It was a regular day, nothing really great about it, and there was certainly no special occasion.

I was bored, and they were free, so we though let’s step out. I decided the restaurant. It was one that we had visited a few months ago, and I basically wanted to have their Tiramisu!

The minute we reached there, we got to know that they were hosting a Karaoke night. This was new to us. We all felt a bit awkward and pressured, thinking that we might be forced to sing or something, and we didn’t want that! Anyway, we still went ahead.

Let me tell you that I can sing and pretty well. However, I’ve always been deathly afraid of being put on the spot and being asked to sing. I get extremely anxious, and my mind is flooded with all kinds of thoughts such as: “What will everyone think?” “What if I make a mistake or don’t get a note right?” “Am I looking stupid?”

My face has a history of turning beetroot red, and when I sing, I look like the saddest person in the room even though I’m singing decently well.

Hence, I have always run away from it.

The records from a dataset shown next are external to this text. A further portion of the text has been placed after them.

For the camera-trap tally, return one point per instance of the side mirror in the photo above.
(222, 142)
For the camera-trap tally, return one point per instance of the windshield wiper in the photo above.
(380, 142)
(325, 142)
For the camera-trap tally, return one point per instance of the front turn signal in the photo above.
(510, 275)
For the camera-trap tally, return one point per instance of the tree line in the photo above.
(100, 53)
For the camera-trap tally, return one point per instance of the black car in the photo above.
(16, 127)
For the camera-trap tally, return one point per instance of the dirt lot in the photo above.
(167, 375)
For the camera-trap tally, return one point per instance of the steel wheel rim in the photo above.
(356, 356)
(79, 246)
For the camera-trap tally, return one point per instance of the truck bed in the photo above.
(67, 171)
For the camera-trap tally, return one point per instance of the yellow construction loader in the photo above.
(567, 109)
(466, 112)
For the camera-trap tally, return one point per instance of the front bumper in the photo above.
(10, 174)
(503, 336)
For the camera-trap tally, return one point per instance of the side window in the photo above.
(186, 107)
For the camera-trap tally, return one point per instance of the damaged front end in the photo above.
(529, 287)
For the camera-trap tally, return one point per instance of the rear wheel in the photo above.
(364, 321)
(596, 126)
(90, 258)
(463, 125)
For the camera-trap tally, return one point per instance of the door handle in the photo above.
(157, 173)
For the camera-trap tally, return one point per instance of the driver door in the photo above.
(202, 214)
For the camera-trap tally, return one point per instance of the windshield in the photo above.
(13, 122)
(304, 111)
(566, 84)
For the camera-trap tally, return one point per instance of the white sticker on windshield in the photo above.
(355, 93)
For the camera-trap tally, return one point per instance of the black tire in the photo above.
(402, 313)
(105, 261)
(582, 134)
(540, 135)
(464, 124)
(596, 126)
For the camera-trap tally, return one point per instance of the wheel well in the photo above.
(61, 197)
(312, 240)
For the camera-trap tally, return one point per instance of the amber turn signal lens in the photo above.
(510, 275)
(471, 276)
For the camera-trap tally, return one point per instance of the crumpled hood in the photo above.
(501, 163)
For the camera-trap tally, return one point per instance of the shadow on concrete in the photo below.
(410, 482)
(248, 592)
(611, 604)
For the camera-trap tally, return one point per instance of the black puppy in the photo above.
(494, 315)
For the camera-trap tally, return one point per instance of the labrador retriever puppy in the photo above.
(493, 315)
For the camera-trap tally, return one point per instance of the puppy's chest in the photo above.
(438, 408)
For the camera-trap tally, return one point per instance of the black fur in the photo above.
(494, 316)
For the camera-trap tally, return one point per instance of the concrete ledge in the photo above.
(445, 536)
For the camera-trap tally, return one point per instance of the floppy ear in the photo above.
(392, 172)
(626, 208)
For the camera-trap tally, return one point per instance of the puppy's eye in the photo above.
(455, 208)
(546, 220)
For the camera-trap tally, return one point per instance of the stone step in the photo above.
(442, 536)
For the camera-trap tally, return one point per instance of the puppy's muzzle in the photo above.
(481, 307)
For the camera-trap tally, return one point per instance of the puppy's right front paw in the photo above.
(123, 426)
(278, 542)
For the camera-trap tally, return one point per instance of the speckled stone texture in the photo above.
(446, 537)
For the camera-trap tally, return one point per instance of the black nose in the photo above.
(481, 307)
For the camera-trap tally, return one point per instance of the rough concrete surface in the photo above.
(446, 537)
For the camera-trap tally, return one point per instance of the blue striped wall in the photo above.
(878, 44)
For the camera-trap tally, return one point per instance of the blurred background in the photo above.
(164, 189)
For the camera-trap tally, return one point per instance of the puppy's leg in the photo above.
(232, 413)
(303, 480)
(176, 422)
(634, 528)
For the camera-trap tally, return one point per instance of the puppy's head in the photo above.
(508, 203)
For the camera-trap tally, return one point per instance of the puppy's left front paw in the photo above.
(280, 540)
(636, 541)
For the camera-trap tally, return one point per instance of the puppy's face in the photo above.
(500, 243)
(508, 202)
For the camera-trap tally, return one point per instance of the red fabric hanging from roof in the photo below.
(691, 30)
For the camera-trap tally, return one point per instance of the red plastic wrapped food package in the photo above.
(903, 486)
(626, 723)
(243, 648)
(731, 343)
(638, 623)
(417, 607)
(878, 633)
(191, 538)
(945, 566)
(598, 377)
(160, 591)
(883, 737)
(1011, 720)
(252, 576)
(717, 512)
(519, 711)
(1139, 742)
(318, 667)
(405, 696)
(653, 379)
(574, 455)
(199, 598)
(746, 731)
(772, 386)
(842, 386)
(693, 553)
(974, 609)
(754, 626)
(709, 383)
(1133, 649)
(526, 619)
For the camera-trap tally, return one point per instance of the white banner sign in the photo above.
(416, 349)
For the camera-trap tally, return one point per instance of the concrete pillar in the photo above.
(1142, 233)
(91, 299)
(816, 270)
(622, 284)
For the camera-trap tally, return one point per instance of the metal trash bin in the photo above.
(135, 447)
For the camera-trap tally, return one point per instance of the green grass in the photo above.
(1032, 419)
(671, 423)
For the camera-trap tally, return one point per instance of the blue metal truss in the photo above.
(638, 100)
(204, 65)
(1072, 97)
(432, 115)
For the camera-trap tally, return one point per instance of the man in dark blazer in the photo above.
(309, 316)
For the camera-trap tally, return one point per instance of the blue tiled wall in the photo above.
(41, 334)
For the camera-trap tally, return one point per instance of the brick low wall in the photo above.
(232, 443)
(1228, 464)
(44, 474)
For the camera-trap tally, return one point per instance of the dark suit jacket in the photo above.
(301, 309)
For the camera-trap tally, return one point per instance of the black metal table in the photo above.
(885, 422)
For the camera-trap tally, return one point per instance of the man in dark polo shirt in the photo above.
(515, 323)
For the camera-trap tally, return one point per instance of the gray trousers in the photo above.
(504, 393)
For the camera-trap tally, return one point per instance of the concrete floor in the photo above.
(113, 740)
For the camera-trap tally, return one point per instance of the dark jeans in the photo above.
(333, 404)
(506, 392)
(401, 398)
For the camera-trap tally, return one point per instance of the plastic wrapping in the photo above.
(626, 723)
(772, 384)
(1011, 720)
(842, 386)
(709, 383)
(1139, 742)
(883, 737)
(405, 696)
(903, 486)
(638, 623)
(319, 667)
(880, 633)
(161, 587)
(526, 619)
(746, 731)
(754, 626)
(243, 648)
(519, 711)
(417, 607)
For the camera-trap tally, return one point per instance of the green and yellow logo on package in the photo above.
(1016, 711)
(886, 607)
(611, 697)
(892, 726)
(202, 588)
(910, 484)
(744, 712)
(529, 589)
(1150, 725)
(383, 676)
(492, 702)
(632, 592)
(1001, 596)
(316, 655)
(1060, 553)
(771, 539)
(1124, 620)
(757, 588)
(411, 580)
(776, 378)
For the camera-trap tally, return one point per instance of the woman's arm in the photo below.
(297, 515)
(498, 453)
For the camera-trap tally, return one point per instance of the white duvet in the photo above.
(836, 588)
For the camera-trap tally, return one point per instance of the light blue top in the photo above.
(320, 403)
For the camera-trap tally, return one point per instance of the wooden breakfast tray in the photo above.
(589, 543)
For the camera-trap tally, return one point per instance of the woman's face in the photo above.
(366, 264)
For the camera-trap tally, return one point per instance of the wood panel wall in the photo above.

This is one talent of mine that I have never truly seen, appreciated, and nurtured because my fears of being judged and not being good enough always overpowered my ability and took away my focus from my experience.

“May your choices reflect your hopes, not your fears.” ~ Nelson Mandela

And I could sense all that building up inside of me that day, and it continued to escalate as my siblings started nudging me to sing. I kept avoiding until the host saw me (well, we were smart and chose to sit right in the middle of the restaurant where she could see us directly!) and came my way to hand me the mic.

Now, I had to sing.

 “One can choose to go back toward safety or forward toward growth. Growth must be chosen again and again; fear must be overcome again and again.” ~ Abraham Maslow

I also wanted to sing because I had recognised that if I give in to this voice in me that keeps scaring the life out of me, I will stay imprisoned. Even though my life wouldn’t change drastically with one song, I knew that it could change something in me that could potentially change my life.

I sang three songs that night. I was scared to death in the first one. By the time the second one happened, I was more comfortable, and by the third, I was having fun!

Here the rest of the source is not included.